Top sources in the Congress told Business Standard that after his apology and the PM's rebuttal, Ramesh will get a temporary reprieve but he has been clearly told not to repeat "these mistakes".
While the prime minister called him to serve a warning, Ramesh couldn't get an audience from UPA chairperson Sonia Gandhi throughout the day.
The Bharatiya Janata Party promptly took up the issue and asked for Ramesh's resignation, dubbing him as a "lobbyist for Chinese interests".
In a telephonic conversation with Ramesh this morning, Singh castigated Ramesh for making such comments. He bluntly told the minister that it was "advisable for Cabinet colleagues not to make comments on the functioning of other ministries, especially with regard to relationship with important neighbours like China", PMO sources said.
A rather peeved Singh is also said to have told Ramesh that there should be "no confusion" over India's policies towards China. Despite several attempts, Jairam Ramesh was not available for comments.
The prime minister's strong words to the environment minister came two days after Ramesh reportedly told correspondents in Beijing that the home ministry was "overly defensive" and "alarmist" in its approach towards entry of Chinese companies in India.
The "overly defensive and alarmist" approach in the security establishments in India which are raising telephone tapping concerns would not help in sustaining the Copenhagen spirit, he is reported to have said on Saturday.
He also said India should be much more relaxed in its approach to Chinese investments into the country and get rid of "needless" restrictions, adding "we are imagining demons where there are none."
The minister made these remarks in the context of recent reports that India had barred import of telecom equipment from the major Chinese firm Huawei, especially in the border areas, following security concerns.
News agencies added that the home ministry was livid over these comments prompting the Prime Minister's Office to step in. Home Secretary G K Pillai later rubbished reports of a bias against China.
By the afternoon, the Bharatiya Janata Party (BJP) too demanded that Jairam Ramesh be sacked. The BJP said his "utterances establish lobbyists also operate from within the government." The opposition party also suggested that the PM keep his ministers in check.
Congress too expressed strong disapproval over the remarks. Congress spokesperson Abhishek Manu Singhvi told reporters that ministers should not air their views publicly on issues related to other ministries. "Even within the country, there can't be any occasion for ministers to publicly talk on such issues. There are enough forum and opportunities, within the government as well as in the party, to address these issues, if any and if necessary."
"We don't approve what Jairam Ramesh said. The Prime Minister and his office has already clarified on this issue and we endorse the PM's statement," Singhvi added.

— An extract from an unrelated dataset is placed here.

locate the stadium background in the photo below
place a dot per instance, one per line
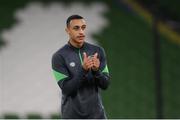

This is not the first time Ramesh has put the proverbial foot-in-his-mouth. At a convocation ceremony in Bhopal recently, he termed wearing of gowns at convocations as a "barbaric colonial practice" and publicly shrugged off the gown he was wearing.
Last year, Bhopal gas victims burnt his effigy after the minister on his visit to the closed Union Carbide factory picked up a handful of toxic waste in the premises and said: "I held the toxic waste in my hand. I'm still alive and not coughing."